Un emparedado de blues

Por Hermann Bellinghausen

—La noche ideal. Tibia, acariciada por una brisa poco esmoguienta a pesar de la Calzada y su tráfago atropellado de transportes público y particular. Y la de peatones, la de peatones, mi buen, a estas horas todavía. Don Aldo Tacos funciona hasta tarde y pasa a llamarse La Cueva, al menos para los clientes que de noche atiborran el local. El nombre subterráneo no le queda nada mal. Describir como amniótica su atmósfera equivaldría a ponerle mucha crema a tus tacos, pero es acogedora cuando la tarima al fondo se calienta de rocanrol en vivo y la birria se la discute con las cubas de Bacardí y Presidente, aunque si te pones fifí pides whisky, total es quincena. Aquí no ha llegado la moda del mezcal, que ni hay. Esta noche, típica, la mayoría de la animada concurrencia es acreedora a su pensión de persona mayor y le hacen descuento en las farmacias. Eso no quita que traigan pila para batir el suelo con los roncaroles y twists que se disparan en la barra nocturna de La Cueva.

A lo largo del año, de jueves a sábados desfilan grupos semiprofesionales o aficionados, unos con número bien puesto, o entre cuates, otros en plan palomazo. Lo regular son veladas con viejitas en español que todos se saben, Rebeldes del Rock, Los Locos del Ritmo, Teen Tops, los Hermanos Carrión, pero nadie le hace el feo al blues y alguna vez plasmó aquí su lira Javier Bátiz para los que extrañan a sus Finks, que los hay. Ciertos viernes se montan Elvis o Beatles, y en venturosas ocasiones, rendiciones al blues clásico y el rock de cuando eran chavos los Animals y los Stones.

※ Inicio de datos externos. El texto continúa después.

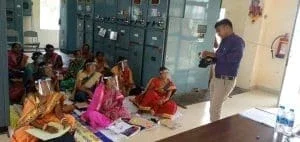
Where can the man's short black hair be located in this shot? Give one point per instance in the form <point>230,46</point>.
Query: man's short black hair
<point>225,22</point>
<point>49,47</point>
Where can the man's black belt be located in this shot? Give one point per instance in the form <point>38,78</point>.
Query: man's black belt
<point>225,77</point>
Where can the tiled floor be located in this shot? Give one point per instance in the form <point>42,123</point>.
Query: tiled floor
<point>198,114</point>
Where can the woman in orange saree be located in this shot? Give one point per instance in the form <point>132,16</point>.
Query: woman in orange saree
<point>41,107</point>
<point>156,98</point>
<point>124,73</point>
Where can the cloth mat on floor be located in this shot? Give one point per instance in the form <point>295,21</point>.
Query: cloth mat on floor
<point>201,96</point>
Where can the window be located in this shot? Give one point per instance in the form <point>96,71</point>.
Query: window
<point>49,14</point>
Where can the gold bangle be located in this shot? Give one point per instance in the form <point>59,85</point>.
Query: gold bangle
<point>45,127</point>
<point>63,119</point>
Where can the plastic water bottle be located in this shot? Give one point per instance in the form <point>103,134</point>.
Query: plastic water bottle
<point>290,122</point>
<point>280,120</point>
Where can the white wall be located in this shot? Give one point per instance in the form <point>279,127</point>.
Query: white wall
<point>45,36</point>
<point>280,19</point>
<point>258,69</point>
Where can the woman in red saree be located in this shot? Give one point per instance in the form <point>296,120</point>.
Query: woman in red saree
<point>107,103</point>
<point>124,73</point>
<point>41,107</point>
<point>156,98</point>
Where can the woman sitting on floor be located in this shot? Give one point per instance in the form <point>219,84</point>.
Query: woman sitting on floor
<point>124,73</point>
<point>75,66</point>
<point>107,103</point>
<point>156,98</point>
<point>86,81</point>
<point>41,107</point>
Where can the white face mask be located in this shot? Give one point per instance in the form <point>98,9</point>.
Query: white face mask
<point>39,59</point>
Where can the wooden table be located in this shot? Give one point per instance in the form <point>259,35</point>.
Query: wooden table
<point>233,129</point>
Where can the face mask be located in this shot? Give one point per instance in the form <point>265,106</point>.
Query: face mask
<point>39,59</point>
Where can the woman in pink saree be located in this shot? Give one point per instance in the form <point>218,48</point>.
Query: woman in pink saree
<point>106,105</point>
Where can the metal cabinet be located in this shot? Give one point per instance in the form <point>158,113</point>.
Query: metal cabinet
<point>136,61</point>
<point>79,40</point>
<point>4,101</point>
<point>109,51</point>
<point>157,13</point>
<point>155,38</point>
<point>68,30</point>
<point>14,18</point>
<point>139,9</point>
<point>111,10</point>
<point>153,58</point>
<point>123,37</point>
<point>123,12</point>
<point>137,35</point>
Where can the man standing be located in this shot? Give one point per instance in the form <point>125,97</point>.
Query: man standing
<point>228,58</point>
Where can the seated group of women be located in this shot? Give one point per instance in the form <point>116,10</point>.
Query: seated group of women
<point>91,81</point>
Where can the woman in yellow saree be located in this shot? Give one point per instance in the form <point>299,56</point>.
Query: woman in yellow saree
<point>41,107</point>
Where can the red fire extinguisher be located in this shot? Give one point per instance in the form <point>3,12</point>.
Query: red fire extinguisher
<point>282,47</point>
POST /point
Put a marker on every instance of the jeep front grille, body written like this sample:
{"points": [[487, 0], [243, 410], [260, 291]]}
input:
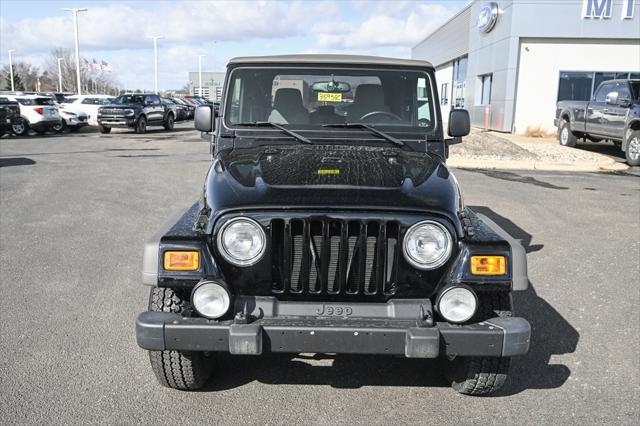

(Que asome el sociólogo y nos enfade con sus precisiones de una vez: aquí la estirpe más probable es proletaria, y el que labora en alguna universidad capitalina pertenece al personal administrativo. Mecánicos, peinadoras, burócratas, choferes de ruta. O jubilados. Alguno tiene su local en la Central de Abastos y es rico. Nadie espere Adonises ni Venuses, sino ñores y ñoras soltándose del cuerpo, talla grande pero con el mismo entusiasmo de los tiempos esbeltos. Tantán.)

Se respira expectación. La tocada será especial. La banda anunciada ni nombre tiene, la componen veteranos de gran calidad y cierto prestigio pasado. Nuestros viejos lobos de mar, se emociona Arcadio. Ruth, su vieja de años y el amor de su vida, lo corrige en fa: Más bien parecen cerros sin asfaltar, y confunde a todos, no explica qué quiso decir. Los acompañan su hijo Rubén y su nuera Beatriz, quienes dejaron encargados a los niños con la otra abuela para conocer el antro favorito de papá y mamá. Esta noche toca tío Peto, que tío no es pero Rubén así lo conoce desde niño.

Peto pulsa en el bajo los primeros acordes, hondos, sucios. Un ruco greñudo sopla la armónica como si supiera, guau. De un tirón matan las luces del local, encienden las del tablado. Exclamaciones, onomatopeyas, la premonición hace a todos perspirar. Antes que la gente esté lista con torta, trago y silla, ¡bam!, de un ramalazo la batería desata una cascada unánime de sax, trompeta, requinto y teclado compacto. Se suma un negro con violín que no mencionaba el programa. Cuando ya se cimbraron las mesas y en los muros tiemblan las fotos enmarcadas y autografiadas de visitantes distinguidos y bandas favoritas de la antigüedad, se quiebra el sonido en un diminuendo rítmico. Callan los alientos, no la armónica, que llora.

Irrumpe la voz ronca, potente, todavía fantástica de Luciana: I put a spell on you, because you’re mine, diabólica como Screamin’ Jay, ranchona como Creedence, cachonda como ella sola. Luciana agarra el poste del micrófono y se lo baila a la Janis. Sin pena ninguna porta la mini que más delata su celulitis ancestral. Canta una versión reformada de la posesiva rola: Tú sabes que no soporto que andes rodando por ahí, debías saberlo mejor papito, no soporto que me hagas menos. Te hechicé cabrón, eres mío y sólo mío. Al aplauso furibundo de las damas en la audiencia sucede enseguidita la explosión de los instrumentos que callaban. Se animan a bailar entre las mesas los primeros. Sin interrupción suenan Let’s Go Out Tonight y la canción más ósea del repertorio: Shakin’ All Over.

Al regreso, Rubén concede: Papá, mamá, qué ambientazo. Complacido, Arcadio aprieta la mano izquierda de Ruth en el asiento de copiloto y ella suspira: Sí, bailamos bastante.